In a flurry of software mergers last month, Symantec announced that it would acquire storage software vendor Veritas for US $13.5 billion, making it the largest transaction in software history.
“The software industry has not seen a transaction of this size,” said Bloom, adding that mergers usually involve a big company buying a smaller one or a successful company buying a broken one.
As for his future role at the combined company, which will retain the name Symantec, Bloom said he will be vice-chairman of the board at Symantec where his responsibilities will include customer-facing strategies and strategic alliances.
In terms of Veritas as a brand, the company said it will exist under the Symantec name such as Symantec Norton Anti-Virus for example.
Fred Dimson, general manager and director of operations for Veritas Software Canada Inc., who couldn’t attend Tuesday’s event because of the Atlanta sales conference, said Veritas will be discussing the direction of the two companies this week.
Asked in a telephone interview about the merger, Dimson said: “Both companies are leaders and are synergistic. Both companies are channel-centric and use the same distributors. The merger makes a huge company.”
Dimson added he doesn’t know what his new role will be under the combined company.
The two companies earlier this week also announced that they have set an integration team in place, which will led by Veritas chief financial officer Ed Gillis. Gillis is responsible for establishing the integration management office and forming joint teams to begin the integration process.
The joint teams will be focused on planning for the sales, services and business development structure; outlining the lines of business and developing the technology roadmap; detailing the combined company’s go-to-market plans; integrating the services and support organizations; and combining the finance, infrastructure and legal operations, according to the firms.
Symantec and Veritas have also enlisted PricewaterhouseCoopers to provide merger and acquisition services and Bain and Company to help with customer facing functions.
Neither Bloom nor other Veritas execs attending the New York event provided any further details on the integration plans.
In an earlier announcement, former Veritas vice-president of Americas partner sales Michael Sotnick has left his post to head up enterprise software vendor SAP America’s SMB effort. Art Matin, executive vice-president of worldwide sales at Veritas, who came from McAfee, is serving Sotnick’s role in the interim. Veritas said it has plans to hire someone to replace Sotnick but didn’t give any specific dates.

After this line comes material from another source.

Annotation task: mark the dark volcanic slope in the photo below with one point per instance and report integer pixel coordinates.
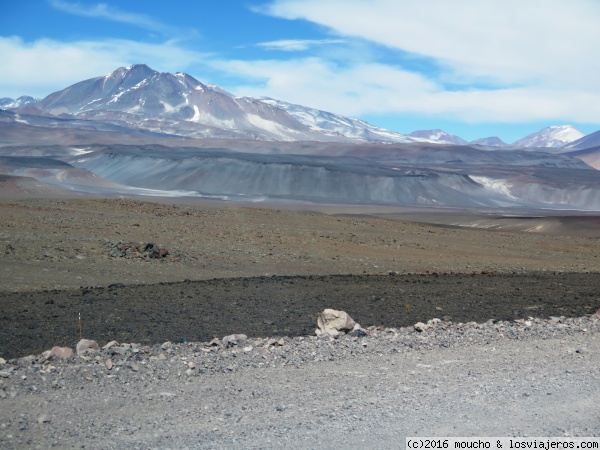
(197, 311)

Nick Foster, marketing vice-president of Toronto-based Softchoice Corp., both a Veritas and Symantec partner, said nothing has changed in Canada since Sotnick’s departure.
“(Art) has been around a long time and knows the security space quite well,” said Foster in a telephone interview. “He’s pretty knowledgeable on the channel.”

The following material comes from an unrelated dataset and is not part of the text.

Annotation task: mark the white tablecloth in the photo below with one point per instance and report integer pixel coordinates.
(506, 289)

Veritas Tuesday announced the latest releases in its portfolio of SMB offerings including Backup Exec 10.0 for Windows server software and a new integrated Windows data protection suite called Veritas Backup Exec 10.0 Suite, which combines Veritas Replication Exec 3.1 and Veritas Storage Exec 5.3.
Backup Exec 10.0 offers small and medium business customers the ability to centrally manage Windows backup servers through a single console, and faster disk-based backups and restores. It includes continuous data protection and fast disk-based recovery via synthetic backup and off-host backup. Synthetic backup allows users to combine smaller incremental backups into a synthetic full backup, saving them time and consuming less network bandwidth.
The new software also offers users scalability with features such as Backup Exec SmartLink Technology, which allows IT staff to centrally manage multiple tasks at once, and Central Administration Server Option, which provides a single console to manage multiple Backup Exec servers across the organization.
Veritas Backup Exec 10.0 now supports Red Hat and Suse Linux servers and Sun Solaris Unix servers in addition to Microsoft Windows and Novell NetWare servers.
Available immediately, Backup Exec 10.0 starts at US$895. The suite, which includes Backup Exec, Replication Exec and Storage Exec, starts at US$4,280.